Michael Kazin in his contribution calls attention to the lasting effect of that period on conservatives in the US:
The populist right also became a mass movement in the late 1960s and quickly seized the political offensive. In the United States and later in Britain, it took over a major party and won several national elections. There and elsewhere in the developed capitalist world, left-wing parties stopped touting big, egalitarian policies and began to hum the praises of entrepreneurs and free markets.He sees the liberal and left reform movements of the 1960s as having left a lasting, mostly constructive imprint on American culture:
Consider the fact that most ordinary Americans and Europeans enjoy a degree of personal freedom that was considered ultra-radical in the 1960s.

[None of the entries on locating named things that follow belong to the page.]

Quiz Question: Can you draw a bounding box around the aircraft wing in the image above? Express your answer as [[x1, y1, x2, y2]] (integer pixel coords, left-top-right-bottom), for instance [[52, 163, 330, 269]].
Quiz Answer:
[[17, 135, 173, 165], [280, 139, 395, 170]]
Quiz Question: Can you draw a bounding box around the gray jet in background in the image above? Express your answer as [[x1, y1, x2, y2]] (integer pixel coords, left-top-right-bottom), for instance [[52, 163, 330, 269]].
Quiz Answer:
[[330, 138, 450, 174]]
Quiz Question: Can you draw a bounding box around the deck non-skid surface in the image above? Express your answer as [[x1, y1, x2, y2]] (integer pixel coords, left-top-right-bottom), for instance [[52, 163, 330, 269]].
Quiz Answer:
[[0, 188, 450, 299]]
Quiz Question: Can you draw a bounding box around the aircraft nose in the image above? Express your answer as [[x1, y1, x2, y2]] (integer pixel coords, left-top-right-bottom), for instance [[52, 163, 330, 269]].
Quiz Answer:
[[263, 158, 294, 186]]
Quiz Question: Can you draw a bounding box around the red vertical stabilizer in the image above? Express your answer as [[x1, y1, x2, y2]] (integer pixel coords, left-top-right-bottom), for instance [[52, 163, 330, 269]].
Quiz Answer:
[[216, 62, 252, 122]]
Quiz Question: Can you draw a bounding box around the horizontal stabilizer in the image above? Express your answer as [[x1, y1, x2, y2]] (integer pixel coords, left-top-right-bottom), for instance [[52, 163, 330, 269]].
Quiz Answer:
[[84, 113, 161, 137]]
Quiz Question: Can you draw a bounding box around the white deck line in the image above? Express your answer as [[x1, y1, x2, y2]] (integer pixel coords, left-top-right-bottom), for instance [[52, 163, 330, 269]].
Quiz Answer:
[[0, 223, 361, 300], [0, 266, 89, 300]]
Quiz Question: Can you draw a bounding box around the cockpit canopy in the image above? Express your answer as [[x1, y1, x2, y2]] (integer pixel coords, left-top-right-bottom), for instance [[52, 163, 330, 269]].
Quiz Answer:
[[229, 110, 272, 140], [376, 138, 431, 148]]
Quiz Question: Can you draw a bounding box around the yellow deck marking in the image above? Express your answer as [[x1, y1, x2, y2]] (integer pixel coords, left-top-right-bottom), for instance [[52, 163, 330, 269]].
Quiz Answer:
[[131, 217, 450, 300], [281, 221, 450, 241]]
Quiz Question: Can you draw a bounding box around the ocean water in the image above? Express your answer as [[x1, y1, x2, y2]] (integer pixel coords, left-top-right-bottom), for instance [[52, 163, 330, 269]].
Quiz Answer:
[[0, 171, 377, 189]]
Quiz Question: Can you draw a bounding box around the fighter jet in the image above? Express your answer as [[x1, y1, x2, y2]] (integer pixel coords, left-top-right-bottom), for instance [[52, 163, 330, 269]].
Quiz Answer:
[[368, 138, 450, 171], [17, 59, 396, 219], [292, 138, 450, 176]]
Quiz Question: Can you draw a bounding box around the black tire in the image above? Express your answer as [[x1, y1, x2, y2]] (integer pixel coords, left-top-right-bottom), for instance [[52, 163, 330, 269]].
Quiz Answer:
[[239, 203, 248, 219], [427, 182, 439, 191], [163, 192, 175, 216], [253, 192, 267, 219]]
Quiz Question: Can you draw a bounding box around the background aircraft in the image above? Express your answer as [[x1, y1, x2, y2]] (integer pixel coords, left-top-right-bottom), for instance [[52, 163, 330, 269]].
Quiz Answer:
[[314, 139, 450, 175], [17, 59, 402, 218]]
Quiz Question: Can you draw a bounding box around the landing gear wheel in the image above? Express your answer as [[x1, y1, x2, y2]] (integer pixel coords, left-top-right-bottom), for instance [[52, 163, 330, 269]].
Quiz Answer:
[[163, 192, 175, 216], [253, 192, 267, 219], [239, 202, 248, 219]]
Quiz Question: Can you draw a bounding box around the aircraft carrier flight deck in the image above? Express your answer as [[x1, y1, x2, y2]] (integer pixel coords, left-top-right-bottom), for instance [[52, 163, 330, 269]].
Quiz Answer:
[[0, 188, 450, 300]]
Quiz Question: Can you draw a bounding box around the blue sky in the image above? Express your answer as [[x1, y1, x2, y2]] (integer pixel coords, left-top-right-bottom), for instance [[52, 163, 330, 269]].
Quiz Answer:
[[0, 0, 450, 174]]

Women can pursue a variety of occupations, gays and lesbians no longer have to lie about their sexuality, racial identity poses no legal barrier to full participation in civil society, and the urgency of protecting the environment is taken for granted.Considering the "race-baiting" we're already seeing from the far right, abetted in no small part by the Establishment media, and the success of so many anti-gay-marriage movements in various states the last few year, I'm not sure I would state the case quite so optimistically.
... Today, most people under thirty - even a good many of those who vote for conservative parties - reject all forms of race-baiting, homophobia, and gender discrimination. As Richard Rorty once put it, the New Left greatly diminished the amount of sadism in American culture - and in much of Europe as well.
I also think that the effect of "the 1960s" on gays and women's rights needs further elaboration. The latter was clearly an issue that gained much ground during the 1960s. But to what extent it was part of the organized reform movements of that time is a more complicated question. And I'm not aware that gay rights was a significant issue at all in those movements. I would argue that the challenges that arose to conventional assumptions about love and family did create a political and psychological space for gay and lesbian activists. But, historically, "1968" raised issues of gay liberation only tangentially.
And seeing how solidly the Congressional Republicans have supported the Cheney-Bush torture policy I'm just not sure what it means to say that the "amount of sadism in American culture" has diminished since the 1960s. On the contrary, acceptance of the sadism of the Cheney-Bush torture policy among Republican leaders and a good part of the Republican base, the Christian Right especially, is a kind of embrace of sadism that is arguably qualitatively different from what we've experienced before.
Kazin also gives an optimistic but somewhat confusing assessment in the following passage:
The long march of the post-’68 left made its influence felt in many institutions. In the United States, it achieved something close to dominance in two particularly powerful ones: academia and Hollywood. That fact has long alarmed the American Right, and with good reason. [???] The anti-authoritarian, left-populist viewpoint taught in most history, literature, sociology, and government classes shows up, in wittier form, in films and television programs by the likes of Michael Mann, Spike Lee, Michael Moore, Oliver Stone, Matt Groening, and Jon Stewart. And such products of mass culture reinforce the reigning wisdom in colleges. Last year, Harvard, still the symbolic center of higher learning in the United States, confirmed that wisdom when it changed presidents. A well-known feminist historian replaced a well-known centrist male economist who had been accused of making sexist remarks, and nearly everyone in academia was pleased. (my emphasis)Before agreeing that the rightwingers have "good reason" to be alarmed about the alleged leftwing influences in Hollywood and academia, I would need to know something more specific about both. Do most "history, literature, sociology, and government classes" in the US teach an "anti-authoritarian, left-populist viewpoint"? I doubt very seriously that such a generalization could be well supported. Unless maybe we assume that just some exposure to such ideas would be considered teaching that viewpoint, which is not what most readers are likely to take from Kazin's statement there.
All in all, Kazin's short essay leaves a confusing impression. He winds up trying to make some large generalizations without giving any real definition of what is understood by "1968", which could be the student-worker uprising in France that year and also the election of Richard Nixon and the beginning of his Southern Strategy or a number of other things. What's left is kind of a vague reflection on the state of the so-called culture war.